Si « la bêtise consiste à vouloir conclure », la narration impersonnelle se présente comme une machine de guerre contre un monde bruissant d’imbécillités. L’abstention, le silence auquel s’astreint le narrateur constitue, en somme, la seule sagesse possible, tandis que résonne dans le roman, à égalité de sophismes et d’âneries, la cacophonie des discours (positivisme, religion, progressisme, réaction…) qui se neutralisent mutuellement. L’impersonnalité, autrement dit, n’est pas une attitude passive, ni même simplement négative. Elle ne consiste pas seulement à refuser de choisir, à renvoyer les croyances et les opinions dos à dos, comme Flaubert le fait par exemple dans L’Éducation sentimentale, à propos des événements de 1848, lorsqu’il se garde de prendre parti entre révolutionnaires et conservateurs, insurgés et bourgeois. L’effacement du narrateur place ce dernier, plus essentiellement, dans une posture contemplative, qui l’initie au mystère de l’univers.

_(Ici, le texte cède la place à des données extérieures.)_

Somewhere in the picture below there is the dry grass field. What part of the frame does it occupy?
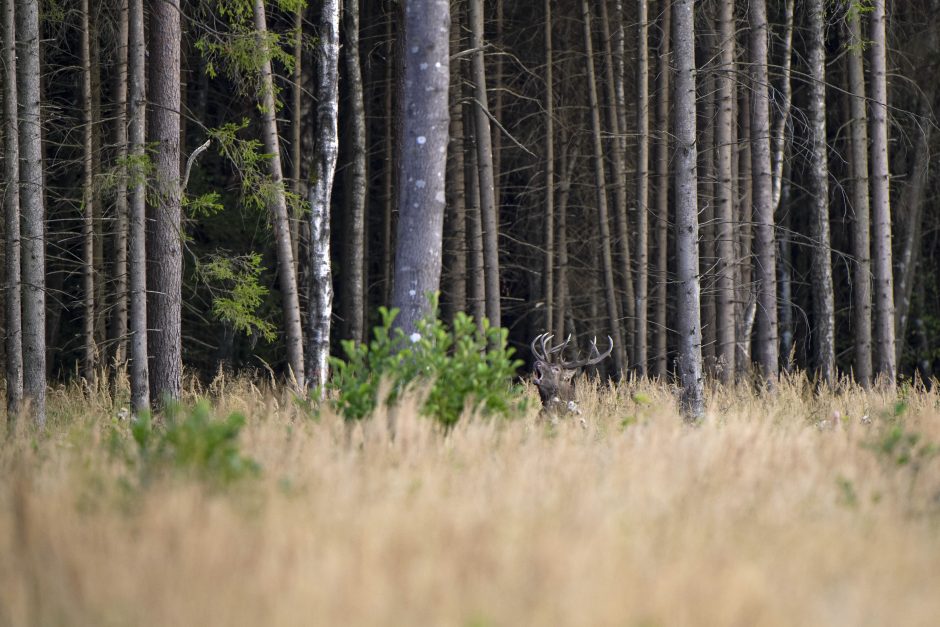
[0,381,940,627]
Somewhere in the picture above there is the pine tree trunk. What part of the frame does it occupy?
[306,0,340,391]
[16,0,46,427]
[469,0,502,327]
[147,0,183,406]
[871,0,897,388]
[673,0,705,422]
[653,1,672,379]
[846,8,873,388]
[254,0,304,389]
[392,0,450,337]
[127,0,150,415]
[343,0,368,342]
[748,0,779,386]
[581,0,627,377]
[633,0,650,377]
[3,0,23,424]
[809,0,836,385]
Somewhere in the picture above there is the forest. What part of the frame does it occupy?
[3,0,940,422]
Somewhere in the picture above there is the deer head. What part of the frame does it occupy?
[529,333,614,413]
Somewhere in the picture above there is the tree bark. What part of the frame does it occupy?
[392,0,448,340]
[871,0,897,388]
[3,0,23,424]
[254,0,304,390]
[127,0,150,415]
[469,0,502,327]
[343,0,368,342]
[846,7,873,388]
[673,0,705,422]
[809,0,836,385]
[16,0,46,428]
[306,0,340,392]
[748,0,779,386]
[581,0,627,376]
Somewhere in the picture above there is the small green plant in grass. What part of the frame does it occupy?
[131,401,261,485]
[329,300,524,426]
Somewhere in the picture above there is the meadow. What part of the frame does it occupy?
[0,378,940,627]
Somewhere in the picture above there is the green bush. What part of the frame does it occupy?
[328,308,523,426]
[131,401,260,485]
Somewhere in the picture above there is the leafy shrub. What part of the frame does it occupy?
[131,401,260,485]
[328,308,523,426]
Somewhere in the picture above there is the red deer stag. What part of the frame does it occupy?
[529,333,614,422]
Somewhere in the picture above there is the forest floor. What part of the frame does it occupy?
[0,379,940,627]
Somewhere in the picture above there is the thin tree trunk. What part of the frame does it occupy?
[871,0,897,388]
[127,0,150,415]
[343,0,368,342]
[469,0,502,334]
[542,0,560,337]
[654,1,672,379]
[254,0,304,389]
[846,8,873,388]
[110,0,129,371]
[809,0,836,385]
[674,0,705,422]
[3,0,23,424]
[748,0,779,386]
[633,0,650,377]
[306,0,340,392]
[392,0,450,334]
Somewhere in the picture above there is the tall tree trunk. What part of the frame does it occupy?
[748,0,779,386]
[469,0,502,327]
[847,8,873,388]
[343,0,368,342]
[715,0,737,385]
[809,0,836,385]
[542,0,560,337]
[3,0,23,424]
[654,1,672,379]
[871,0,897,387]
[81,0,98,389]
[674,0,705,421]
[306,0,340,391]
[127,0,150,414]
[254,0,304,389]
[110,0,129,371]
[581,0,627,376]
[16,0,46,427]
[392,0,448,338]
[633,0,650,377]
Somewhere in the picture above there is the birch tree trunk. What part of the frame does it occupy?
[748,0,779,386]
[306,0,340,391]
[846,7,873,388]
[581,0,627,376]
[809,0,836,385]
[654,1,672,379]
[254,0,304,390]
[715,0,737,385]
[469,0,502,327]
[871,0,897,388]
[392,0,448,334]
[633,0,650,377]
[673,0,705,422]
[3,0,23,424]
[16,0,46,428]
[127,0,150,415]
[343,0,368,342]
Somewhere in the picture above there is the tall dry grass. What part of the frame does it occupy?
[0,380,940,626]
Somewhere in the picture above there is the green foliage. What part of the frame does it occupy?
[196,252,277,342]
[329,300,523,425]
[131,401,261,485]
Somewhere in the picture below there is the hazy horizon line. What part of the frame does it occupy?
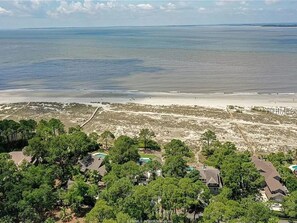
[0,22,297,30]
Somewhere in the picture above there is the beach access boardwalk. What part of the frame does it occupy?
[80,106,101,128]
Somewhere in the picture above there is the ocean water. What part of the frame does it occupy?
[0,26,297,93]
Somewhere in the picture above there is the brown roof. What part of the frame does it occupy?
[79,154,106,176]
[9,151,32,166]
[252,156,286,198]
[198,166,221,186]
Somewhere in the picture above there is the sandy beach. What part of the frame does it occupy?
[0,90,297,108]
[0,90,297,152]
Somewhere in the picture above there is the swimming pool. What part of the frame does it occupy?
[93,153,107,159]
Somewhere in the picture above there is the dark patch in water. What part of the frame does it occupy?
[0,59,162,90]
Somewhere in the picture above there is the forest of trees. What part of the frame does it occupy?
[0,119,297,223]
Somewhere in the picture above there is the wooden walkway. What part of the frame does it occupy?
[80,106,101,128]
[227,108,256,155]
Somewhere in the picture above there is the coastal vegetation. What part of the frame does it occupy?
[0,119,297,223]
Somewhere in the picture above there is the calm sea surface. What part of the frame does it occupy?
[0,26,297,93]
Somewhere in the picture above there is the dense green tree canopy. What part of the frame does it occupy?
[109,136,140,164]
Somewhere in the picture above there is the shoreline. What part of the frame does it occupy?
[0,89,297,109]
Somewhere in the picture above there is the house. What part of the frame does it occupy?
[198,165,223,194]
[78,154,106,176]
[252,156,287,202]
[9,151,32,166]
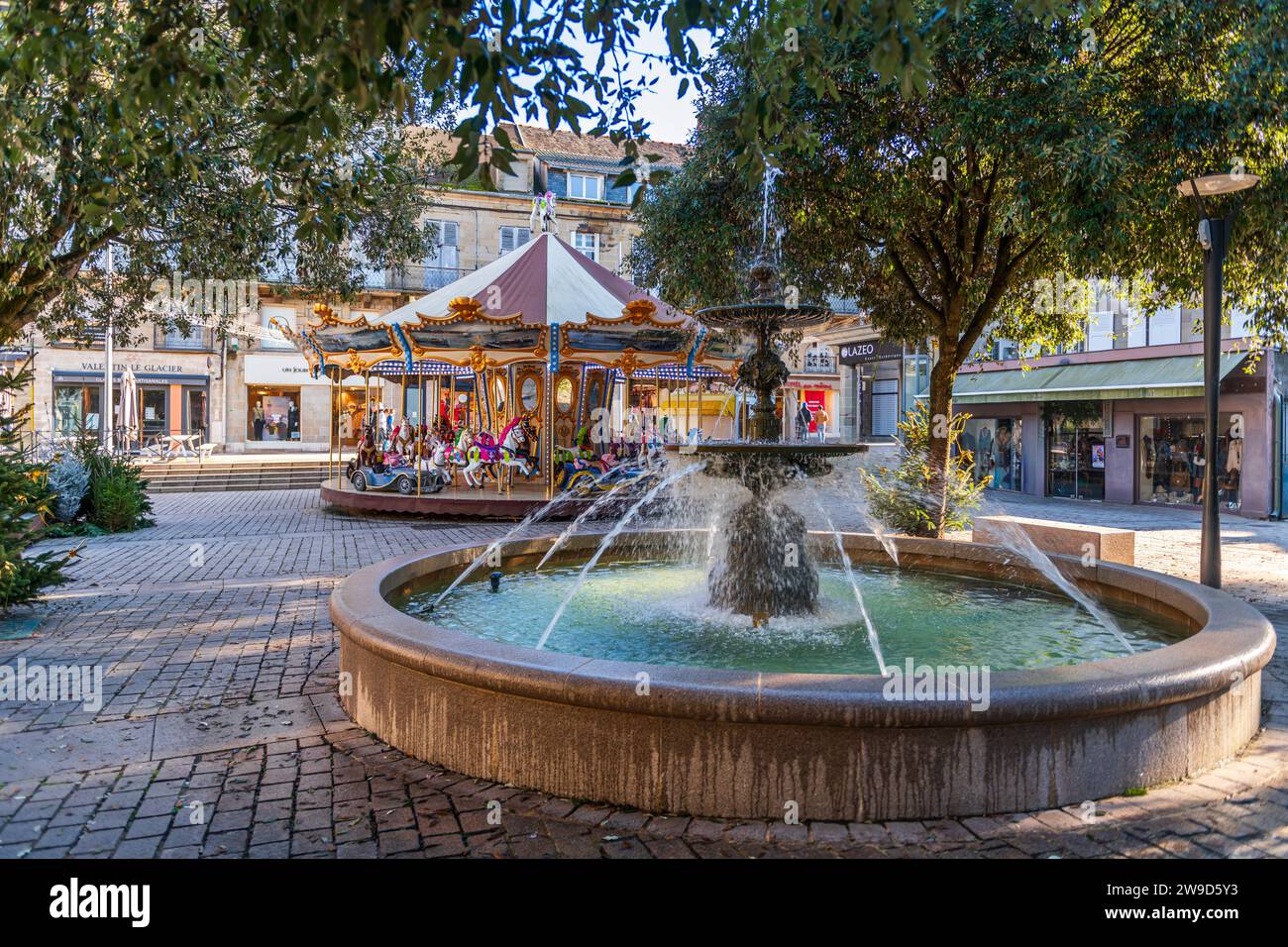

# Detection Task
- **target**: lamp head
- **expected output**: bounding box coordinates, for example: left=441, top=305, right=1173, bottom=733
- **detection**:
left=1176, top=171, right=1261, bottom=197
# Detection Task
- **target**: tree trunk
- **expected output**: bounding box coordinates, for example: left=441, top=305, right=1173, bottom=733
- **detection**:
left=927, top=351, right=957, bottom=537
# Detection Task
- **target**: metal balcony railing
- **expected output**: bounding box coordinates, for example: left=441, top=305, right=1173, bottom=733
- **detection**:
left=154, top=326, right=215, bottom=352
left=263, top=264, right=472, bottom=292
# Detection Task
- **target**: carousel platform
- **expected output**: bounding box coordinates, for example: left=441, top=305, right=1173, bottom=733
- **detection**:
left=319, top=476, right=590, bottom=519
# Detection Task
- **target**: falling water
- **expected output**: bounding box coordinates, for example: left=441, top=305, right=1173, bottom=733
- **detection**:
left=537, top=463, right=705, bottom=651
left=760, top=161, right=782, bottom=250
left=818, top=504, right=890, bottom=678
left=429, top=489, right=572, bottom=612
left=991, top=518, right=1136, bottom=655
left=536, top=471, right=657, bottom=573
left=815, top=476, right=899, bottom=566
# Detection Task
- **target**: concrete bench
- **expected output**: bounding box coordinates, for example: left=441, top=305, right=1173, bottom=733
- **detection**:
left=971, top=517, right=1136, bottom=566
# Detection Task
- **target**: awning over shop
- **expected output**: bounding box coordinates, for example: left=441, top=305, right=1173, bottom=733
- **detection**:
left=953, top=352, right=1246, bottom=404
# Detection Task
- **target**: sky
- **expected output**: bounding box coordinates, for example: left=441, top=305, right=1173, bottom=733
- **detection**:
left=501, top=20, right=711, bottom=145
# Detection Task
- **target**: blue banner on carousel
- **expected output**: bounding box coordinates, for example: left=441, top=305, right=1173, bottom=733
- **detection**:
left=684, top=329, right=707, bottom=372
left=394, top=322, right=413, bottom=374
left=304, top=335, right=326, bottom=377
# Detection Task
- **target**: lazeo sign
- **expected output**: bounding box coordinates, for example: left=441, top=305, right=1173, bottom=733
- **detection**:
left=840, top=339, right=903, bottom=365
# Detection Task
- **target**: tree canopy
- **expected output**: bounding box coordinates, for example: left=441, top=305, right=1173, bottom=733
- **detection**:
left=632, top=0, right=1288, bottom=533
left=0, top=3, right=450, bottom=339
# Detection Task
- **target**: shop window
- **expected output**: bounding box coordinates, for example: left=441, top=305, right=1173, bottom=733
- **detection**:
left=259, top=305, right=295, bottom=349
left=872, top=377, right=899, bottom=437
left=961, top=417, right=1024, bottom=489
left=246, top=388, right=300, bottom=441
left=54, top=385, right=103, bottom=434
left=139, top=385, right=170, bottom=438
left=1043, top=401, right=1105, bottom=500
left=1137, top=415, right=1243, bottom=510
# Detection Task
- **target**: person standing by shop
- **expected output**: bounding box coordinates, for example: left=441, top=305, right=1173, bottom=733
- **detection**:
left=814, top=404, right=831, bottom=443
left=796, top=401, right=814, bottom=441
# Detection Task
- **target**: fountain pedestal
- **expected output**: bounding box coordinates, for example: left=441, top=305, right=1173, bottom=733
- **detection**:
left=707, top=497, right=818, bottom=622
left=667, top=442, right=867, bottom=624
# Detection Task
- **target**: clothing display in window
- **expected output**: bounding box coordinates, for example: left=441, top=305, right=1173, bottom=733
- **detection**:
left=1138, top=415, right=1243, bottom=509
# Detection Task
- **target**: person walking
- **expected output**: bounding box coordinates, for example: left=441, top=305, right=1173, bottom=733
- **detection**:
left=796, top=401, right=814, bottom=441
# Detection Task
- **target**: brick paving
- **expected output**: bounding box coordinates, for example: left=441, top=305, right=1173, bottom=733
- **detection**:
left=0, top=491, right=1288, bottom=858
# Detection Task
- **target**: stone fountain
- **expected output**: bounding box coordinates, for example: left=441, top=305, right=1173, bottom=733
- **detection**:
left=667, top=257, right=867, bottom=625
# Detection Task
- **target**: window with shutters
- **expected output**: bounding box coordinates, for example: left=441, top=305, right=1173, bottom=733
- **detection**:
left=872, top=378, right=899, bottom=437
left=501, top=227, right=532, bottom=257
left=425, top=220, right=460, bottom=269
left=572, top=232, right=599, bottom=263
left=568, top=171, right=604, bottom=201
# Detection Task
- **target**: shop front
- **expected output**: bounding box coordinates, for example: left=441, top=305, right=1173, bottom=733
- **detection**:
left=837, top=339, right=919, bottom=441
left=785, top=374, right=840, bottom=441
left=961, top=416, right=1024, bottom=491
left=47, top=351, right=211, bottom=449
left=227, top=352, right=385, bottom=454
left=954, top=352, right=1283, bottom=518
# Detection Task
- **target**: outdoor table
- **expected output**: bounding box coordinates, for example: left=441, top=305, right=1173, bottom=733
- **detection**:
left=164, top=434, right=197, bottom=458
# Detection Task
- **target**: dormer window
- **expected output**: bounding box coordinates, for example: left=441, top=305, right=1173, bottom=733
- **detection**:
left=568, top=171, right=604, bottom=201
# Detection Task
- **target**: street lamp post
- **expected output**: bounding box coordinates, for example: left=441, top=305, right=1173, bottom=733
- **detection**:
left=1176, top=172, right=1259, bottom=588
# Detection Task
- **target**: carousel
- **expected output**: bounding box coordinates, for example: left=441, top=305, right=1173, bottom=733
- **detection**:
left=282, top=233, right=747, bottom=517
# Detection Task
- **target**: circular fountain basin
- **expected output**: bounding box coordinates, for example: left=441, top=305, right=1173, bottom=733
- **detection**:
left=331, top=533, right=1274, bottom=821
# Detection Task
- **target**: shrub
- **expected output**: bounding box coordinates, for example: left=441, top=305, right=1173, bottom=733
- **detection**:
left=49, top=454, right=89, bottom=523
left=860, top=403, right=984, bottom=536
left=0, top=364, right=71, bottom=612
left=76, top=438, right=152, bottom=532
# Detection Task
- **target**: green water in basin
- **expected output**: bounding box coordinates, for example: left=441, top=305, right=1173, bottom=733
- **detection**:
left=395, top=562, right=1182, bottom=674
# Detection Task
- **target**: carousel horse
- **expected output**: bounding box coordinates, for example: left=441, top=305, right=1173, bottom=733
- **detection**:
left=389, top=415, right=416, bottom=454
left=406, top=438, right=452, bottom=493
left=499, top=414, right=537, bottom=479
left=461, top=430, right=501, bottom=489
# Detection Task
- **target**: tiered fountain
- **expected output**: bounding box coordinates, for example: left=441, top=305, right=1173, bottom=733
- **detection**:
left=331, top=176, right=1274, bottom=821
left=667, top=257, right=867, bottom=625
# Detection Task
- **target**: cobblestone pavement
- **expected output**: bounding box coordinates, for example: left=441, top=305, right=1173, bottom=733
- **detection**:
left=0, top=491, right=1288, bottom=858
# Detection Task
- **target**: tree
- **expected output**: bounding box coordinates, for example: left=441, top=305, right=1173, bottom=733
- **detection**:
left=632, top=0, right=1288, bottom=533
left=0, top=1, right=450, bottom=340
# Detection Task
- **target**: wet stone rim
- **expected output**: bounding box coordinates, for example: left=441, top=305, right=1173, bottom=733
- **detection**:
left=331, top=533, right=1275, bottom=819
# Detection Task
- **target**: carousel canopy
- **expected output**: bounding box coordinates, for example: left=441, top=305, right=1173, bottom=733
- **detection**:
left=287, top=233, right=735, bottom=373
left=371, top=233, right=688, bottom=326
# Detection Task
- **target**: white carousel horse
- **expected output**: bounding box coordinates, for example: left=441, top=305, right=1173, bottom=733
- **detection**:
left=497, top=415, right=537, bottom=478
left=416, top=438, right=452, bottom=492
left=452, top=428, right=497, bottom=489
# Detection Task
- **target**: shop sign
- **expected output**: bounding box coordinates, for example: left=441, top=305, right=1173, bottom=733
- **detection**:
left=242, top=353, right=331, bottom=386
left=840, top=339, right=903, bottom=365
left=81, top=360, right=190, bottom=374
left=242, top=352, right=383, bottom=388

Le modèle du narrateur flaubertien, à cet égard, serait Charles Bovary, le benêt magnifique, lorsque celui-ci, face à la dépouille d’Emma, « se perd dans une contemplation […] douloureuse à force d’être profonde ». Il pourrait être encore la servante Félicité, cette simple d’esprit mystique, quand celle-ci s’abîme dans l’extase, à la fin d’Un cœur simple, jusqu’à confondre le perroquet Loulou et le Saint-Esprit.
Un panthéisme spinozien
Cette attitude contemplative a trait à ce que l’on pourrait appeler la foi de Flaubert. Lecteur de Spinoza, le romancier partage avec le philosophe la conviction que Dieu est immanent au cosmos, ou plutôt que le cosmos est Dieu, nature naturante à l’œuvre au travers de la nature naturée. Immergé dans le grand Tout, l’homme est certes noyé dans l’infini, mais la conscience qu’il a de n’occuper qu’une place dérisoire dans l’univers ne le conduit pas obligatoirement à ce vertige qui saisissait Pascal. Flaubert n’est pas tant écrasé qu’émerveillé par cette solitude, car l’homme, si infime soit-il, fait partie intégrante du monde qui l’entoure. Il n’est pas étranger aux forêts, aux montagnes, aux étoiles. Il est l’émanation du même principe divin que celui qui traverse ces éléments : « Quand je regarde une des petites étoiles de la voie lactée, je me dis que la terre n’est pas plus grande que l’une de ces étincelles. Et moi qui gravite une minute sur cette étincelle, que suis-je donc, que sommes-nous ? Ce sentiment de mon infirmité, de mon néant, me rassure. Il me semble être devenu un grain de poussière perdu dans l’espace, et pourtant je fais partie de cette grandeur illimitée qui m’enveloppe. Je n’ai jamais compris que cela fût désespérant. »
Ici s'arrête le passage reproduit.